Marketing and media today, however, seem out of touch with my son’s generation. Too few are embracing the Immediacy Economy or using it to their advantage. Media briefs still equate success with an increase in “awareness.” Surely transactions and sales are more important. But this requires systemic upgrades in service, support, and a break with many traditional practices. Even digitally native companies that have built their businesses around immediacy continue to market in a manner which is inflexible, deliberate and grounded in a static, non-dynamic world.
Don’t get me wrong, today’s advertising is good, timely, funny, creative and relevant. But it could do so much more, right now. Immediacy is the opportunity to create transactions and take advantage of, or create, present desire.
Reaping the benefits of the Immediacy Economy requires creative, media, marketing and brand partners to collaborate and build rules around transactional triggers. There will be set up requirements but they will reap long-term benefits. Here are four simple changes marketers can make to successfully participate in the Immediacy Economy:
1. Challenge creative teams to acknowledge the need for both performance and brand building.
2. Utilize technology to advance 1:1 connections through mobile enablement of print, outdoor and broadcast. This should be standard as they deliver hard metrics and can lead directly to an outcome.
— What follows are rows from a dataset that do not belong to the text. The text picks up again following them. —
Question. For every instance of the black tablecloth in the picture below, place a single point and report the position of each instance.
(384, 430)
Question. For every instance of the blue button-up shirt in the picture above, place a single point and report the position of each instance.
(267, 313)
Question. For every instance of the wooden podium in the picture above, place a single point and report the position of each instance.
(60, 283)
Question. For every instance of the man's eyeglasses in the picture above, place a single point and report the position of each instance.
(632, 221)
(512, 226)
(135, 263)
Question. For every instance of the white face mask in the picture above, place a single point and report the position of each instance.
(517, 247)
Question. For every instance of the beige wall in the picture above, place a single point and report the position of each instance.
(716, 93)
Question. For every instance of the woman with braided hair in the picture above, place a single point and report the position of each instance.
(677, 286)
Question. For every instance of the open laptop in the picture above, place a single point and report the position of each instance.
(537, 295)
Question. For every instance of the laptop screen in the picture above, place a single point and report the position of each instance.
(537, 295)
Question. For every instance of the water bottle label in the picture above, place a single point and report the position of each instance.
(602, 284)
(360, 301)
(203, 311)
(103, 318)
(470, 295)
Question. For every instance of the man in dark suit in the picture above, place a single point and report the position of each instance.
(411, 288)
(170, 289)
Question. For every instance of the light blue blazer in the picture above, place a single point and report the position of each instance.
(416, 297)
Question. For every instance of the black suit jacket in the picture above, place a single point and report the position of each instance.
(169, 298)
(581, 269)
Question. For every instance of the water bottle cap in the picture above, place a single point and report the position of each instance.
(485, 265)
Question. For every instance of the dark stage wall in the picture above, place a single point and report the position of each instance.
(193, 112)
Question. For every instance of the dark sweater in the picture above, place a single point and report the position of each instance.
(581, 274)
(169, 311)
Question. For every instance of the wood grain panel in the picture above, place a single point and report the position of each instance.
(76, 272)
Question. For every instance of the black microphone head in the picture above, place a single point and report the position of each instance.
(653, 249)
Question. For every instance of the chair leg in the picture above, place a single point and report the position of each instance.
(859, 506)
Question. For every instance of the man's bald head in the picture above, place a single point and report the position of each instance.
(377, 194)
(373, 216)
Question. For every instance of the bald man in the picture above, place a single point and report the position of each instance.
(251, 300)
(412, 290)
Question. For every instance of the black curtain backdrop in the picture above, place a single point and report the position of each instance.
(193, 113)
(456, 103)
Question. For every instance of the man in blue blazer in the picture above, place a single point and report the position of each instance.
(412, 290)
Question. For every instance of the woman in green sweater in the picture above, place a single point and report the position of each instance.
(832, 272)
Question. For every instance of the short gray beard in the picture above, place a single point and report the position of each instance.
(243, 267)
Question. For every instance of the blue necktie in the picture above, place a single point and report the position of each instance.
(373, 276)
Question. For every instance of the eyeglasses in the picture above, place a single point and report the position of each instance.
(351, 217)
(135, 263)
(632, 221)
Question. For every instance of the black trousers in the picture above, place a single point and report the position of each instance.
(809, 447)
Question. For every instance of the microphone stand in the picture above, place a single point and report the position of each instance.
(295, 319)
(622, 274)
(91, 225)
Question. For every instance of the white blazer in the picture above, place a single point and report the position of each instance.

3. Optimize media mix channels for their transactional performance over softer metrics.
4. Capitalize on the strength of content and context working together.
Immediacy means we ascribe increased value to getting now what we would patiently wait for just a few years ago. In the current market, there is more value placed on immediacy than in the pre-digital era when we had no problem waiting patiently because there was no choice. Along with this newfound immediacy, companies have the ability to create transactions and build awareness at the same time; these are no longer mutually exclusive concepts. Think about it, when its 105 degrees in Phoenix there is no need to drive awareness for a cold drink, there is only desire. To that note, I think:
- McDonald’s ads should have an UberEATS log or voiceover. If you want a Big Mac right now you should be able to order one and have it delivered.
- Seamless/Grubhub would be smart to provide matching dollars for every restaurant which proudly displays their logo in press, out of home, online and storefront.
- StubHub might want to prompt me to go to tonight’s game by showing real-time pricing if I order now.
- And Twitter could have used geofencing to prompt app downloads with their Cannes-winning out-of-home campaign.
Digital enablement can power immediacy, but only if we are all willing to put performance at the center of the marketing plan. Immediately.